Ces deux idées majeures d'unicité planétaire et d'unité humaine doivent se décliner dans quelques principes qui peuvent constituer la charpente d'un système économique fondamental.
L'économie physique ou réelle fondamentale, qui traite des choses et qui place au centre du système économique l'acte économique fondamental, qu'est l'utilisation par des femmes et des hommes organisés en société, de ressources transformées par le travail en vue de la satisfaction de leurs besoins , repose sur deux préalables et huit principes, tels que définis par Olag Payuden Lacsap .
Préalables de l'économie physique fondamentale
- Raisonner en quantités physiques et non en valeurs monétaires
- Assimiler les nocivités (Gaz à effet de serre, substances néfastes pour l'environnement et les écosystèmes, déchets...) à des ressources en terme de stock et flux matière.
Principes de l'économie physique fondamentale
- Appliquer une règle verte pour la gestion des ressources et des nocivités
- Considérer les ressources et les nocivités comme des communs de l'humanité
- Planifier l'activité économique en intégrant les impératifs écologiques et démocratique
- Socialiser la transformation des ressources que sont la production et la distribution de biens et services en prônant la coopération plutôt que la compétition et la solidarité plutôt que la concurrence
- Délier le travail humain de toute valeur monétaire et de l'accession pour chacun aux moyens de satisfaire ses besoins essentiels
- Corréler la valeur de la monnaie aux dimensions physiques des ressources et nocivités et la création monétaire aux moyens pour chacun de satisfaire ses besoins essentiels.
- Attribuer à chacun les moyens de satisfaire ses besoins essentiels
- Instaurer la démocratie et la participation citoyenne à toutes les étapes du processus économique de transformation des ressources et dans toutes les institutions du système économique.
Attention il n'est pas question de remplacer les totems de l'économie classique (loi du marché, croissance du PIB monétarisé, rationalité efficace.....) par d'autre totems plus verts ou vertueux ou écologiques. L'activité économique n'est pas le tenant et l'aboutissant de toute vie humaine. Fondée sur les ressources naturelles elle doit de fait s'inscrire dans la nature et l'environnement. Et étant exercée par et pour des femmes et des hommes organisés en société, elle doit aussi s'inscrire dans la société.

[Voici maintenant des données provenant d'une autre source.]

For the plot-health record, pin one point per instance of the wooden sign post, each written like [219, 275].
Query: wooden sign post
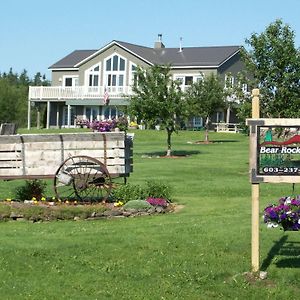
[274, 158]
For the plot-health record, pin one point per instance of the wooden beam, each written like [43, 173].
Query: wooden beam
[255, 197]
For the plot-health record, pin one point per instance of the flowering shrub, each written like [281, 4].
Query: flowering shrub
[286, 213]
[109, 125]
[157, 201]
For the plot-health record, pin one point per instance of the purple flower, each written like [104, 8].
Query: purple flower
[157, 201]
[286, 213]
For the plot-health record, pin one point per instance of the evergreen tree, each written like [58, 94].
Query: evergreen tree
[204, 97]
[274, 62]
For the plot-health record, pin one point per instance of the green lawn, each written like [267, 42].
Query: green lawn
[200, 252]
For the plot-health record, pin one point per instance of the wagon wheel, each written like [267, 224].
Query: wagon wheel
[84, 178]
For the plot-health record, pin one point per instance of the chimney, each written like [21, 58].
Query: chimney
[159, 44]
[180, 45]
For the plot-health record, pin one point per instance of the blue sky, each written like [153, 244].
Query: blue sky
[35, 34]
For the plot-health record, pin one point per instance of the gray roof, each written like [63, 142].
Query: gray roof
[189, 56]
[72, 59]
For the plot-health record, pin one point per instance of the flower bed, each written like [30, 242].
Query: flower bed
[285, 214]
[34, 210]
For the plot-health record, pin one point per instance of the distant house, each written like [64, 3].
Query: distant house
[96, 84]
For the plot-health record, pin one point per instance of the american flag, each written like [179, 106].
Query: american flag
[106, 97]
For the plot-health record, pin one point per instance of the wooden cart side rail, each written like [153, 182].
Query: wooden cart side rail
[39, 156]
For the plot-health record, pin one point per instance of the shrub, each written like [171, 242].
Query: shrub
[137, 204]
[32, 189]
[157, 201]
[128, 192]
[155, 189]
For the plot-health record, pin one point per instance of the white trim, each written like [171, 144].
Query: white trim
[117, 72]
[90, 71]
[108, 46]
[195, 67]
[228, 58]
[63, 69]
[130, 72]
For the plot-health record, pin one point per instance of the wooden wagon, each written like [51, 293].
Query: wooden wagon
[82, 165]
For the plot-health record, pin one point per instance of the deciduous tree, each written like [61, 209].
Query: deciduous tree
[274, 62]
[157, 100]
[204, 97]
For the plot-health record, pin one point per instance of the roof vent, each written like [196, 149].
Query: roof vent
[159, 44]
[180, 44]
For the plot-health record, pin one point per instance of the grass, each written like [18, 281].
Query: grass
[201, 252]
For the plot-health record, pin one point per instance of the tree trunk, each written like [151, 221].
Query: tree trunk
[169, 132]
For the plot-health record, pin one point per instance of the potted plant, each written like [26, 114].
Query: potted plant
[285, 213]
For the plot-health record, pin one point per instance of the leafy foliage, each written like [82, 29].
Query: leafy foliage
[14, 96]
[31, 189]
[137, 204]
[157, 100]
[205, 97]
[274, 62]
[152, 189]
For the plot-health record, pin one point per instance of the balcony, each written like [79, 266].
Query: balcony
[77, 92]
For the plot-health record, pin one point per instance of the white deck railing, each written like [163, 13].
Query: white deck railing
[76, 92]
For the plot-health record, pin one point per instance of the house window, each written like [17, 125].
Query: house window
[91, 113]
[94, 76]
[188, 80]
[244, 87]
[115, 72]
[229, 81]
[70, 81]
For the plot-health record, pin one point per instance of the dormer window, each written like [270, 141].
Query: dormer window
[94, 76]
[115, 72]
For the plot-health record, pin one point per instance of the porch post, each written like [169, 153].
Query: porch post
[48, 115]
[38, 118]
[69, 116]
[255, 197]
[228, 115]
[57, 116]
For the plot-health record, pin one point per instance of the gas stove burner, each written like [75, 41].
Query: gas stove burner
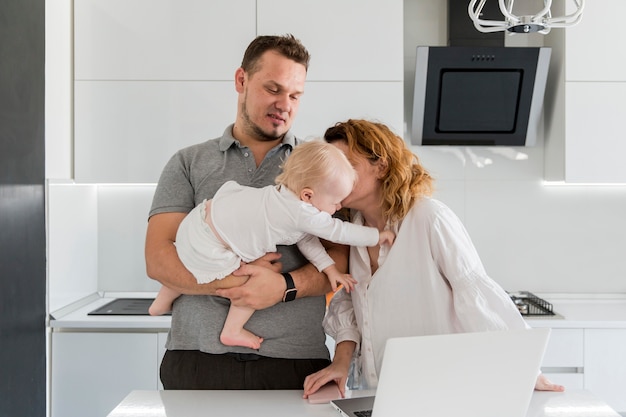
[529, 304]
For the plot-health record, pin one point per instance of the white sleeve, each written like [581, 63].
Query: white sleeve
[479, 302]
[340, 321]
[314, 252]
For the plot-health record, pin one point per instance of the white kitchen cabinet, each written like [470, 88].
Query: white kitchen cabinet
[594, 131]
[162, 338]
[605, 367]
[349, 40]
[563, 361]
[125, 131]
[595, 45]
[92, 372]
[154, 76]
[585, 138]
[161, 39]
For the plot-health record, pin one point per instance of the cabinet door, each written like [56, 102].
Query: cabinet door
[594, 132]
[594, 46]
[160, 352]
[161, 39]
[605, 368]
[93, 372]
[127, 131]
[563, 361]
[349, 40]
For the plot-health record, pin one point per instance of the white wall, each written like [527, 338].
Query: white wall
[530, 236]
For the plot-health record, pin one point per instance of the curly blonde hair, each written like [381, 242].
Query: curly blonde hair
[404, 181]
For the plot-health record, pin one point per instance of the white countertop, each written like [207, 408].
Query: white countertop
[76, 316]
[574, 311]
[577, 403]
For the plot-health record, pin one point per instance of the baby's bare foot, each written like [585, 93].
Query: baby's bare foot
[241, 338]
[158, 308]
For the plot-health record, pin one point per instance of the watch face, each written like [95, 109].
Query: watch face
[290, 295]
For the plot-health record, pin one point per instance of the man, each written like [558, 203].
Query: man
[269, 83]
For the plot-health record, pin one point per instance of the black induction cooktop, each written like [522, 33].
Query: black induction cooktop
[124, 307]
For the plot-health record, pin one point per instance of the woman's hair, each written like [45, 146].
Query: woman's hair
[404, 180]
[312, 164]
[287, 45]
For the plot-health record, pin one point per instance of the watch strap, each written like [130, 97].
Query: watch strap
[291, 291]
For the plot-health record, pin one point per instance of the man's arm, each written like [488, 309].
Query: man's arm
[265, 288]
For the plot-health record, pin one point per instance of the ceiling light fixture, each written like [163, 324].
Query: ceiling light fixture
[541, 22]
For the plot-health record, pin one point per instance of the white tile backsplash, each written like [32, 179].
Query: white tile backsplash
[72, 243]
[122, 222]
[549, 239]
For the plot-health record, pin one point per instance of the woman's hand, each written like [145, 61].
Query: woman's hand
[332, 372]
[544, 384]
[336, 371]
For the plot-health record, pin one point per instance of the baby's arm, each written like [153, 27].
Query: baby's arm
[386, 237]
[335, 277]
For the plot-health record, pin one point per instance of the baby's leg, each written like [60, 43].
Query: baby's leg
[233, 333]
[163, 302]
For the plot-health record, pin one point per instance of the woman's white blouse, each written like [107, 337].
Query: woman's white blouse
[431, 281]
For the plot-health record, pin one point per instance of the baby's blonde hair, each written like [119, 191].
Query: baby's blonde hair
[312, 164]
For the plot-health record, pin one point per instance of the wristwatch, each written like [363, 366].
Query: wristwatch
[291, 291]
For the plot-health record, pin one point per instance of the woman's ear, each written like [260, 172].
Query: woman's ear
[382, 169]
[306, 194]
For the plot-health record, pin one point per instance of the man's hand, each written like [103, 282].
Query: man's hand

Les principes ici énoncés ne sont que des propositions pour opérer la bifurcation écologique et économique indispensable si l'on veut que l'humanité subsiste. Elles sont parfois poussées jusqu'à l'extrême dans la logique du raisonnement et ne constituent en aucun cas des règles absolues. Même s'ils ne sont pas appliqués pleinement, ces principes sont à prendre comme des lignes tracées vers lesquelles il faut tendre si l'on veut sortir des diktats mortifères imposés par les tenants de la théorie économique dominante. Certaines de ces lignes sont à prendre en compte d'une manière plus urgente comme le raisonnement en quantités physique, la règle verte, la planification de l'activité économique ou la communisation des ressources. Si leur application peut intervenir dans différents délais, il reste important de définir un point de convergence à court ou moyen terme (5 ans maximum) pour donner une cohérence au système économique alternatif proposé. En effet, l'application de la règle verte et la mise en œuvre de la planification qui en découle n'ont pas de sens si elles ne sont pas menées simultanément en raisonnant en quantités physiques. De même l'abandon de la compétition, de la concurrence et de la recherche de profits individuels pour la nécessaire coopération ne peut se faire que par la conjugaison de la mise en commun des ressources et de la socialisation des moyens de production et de distribution.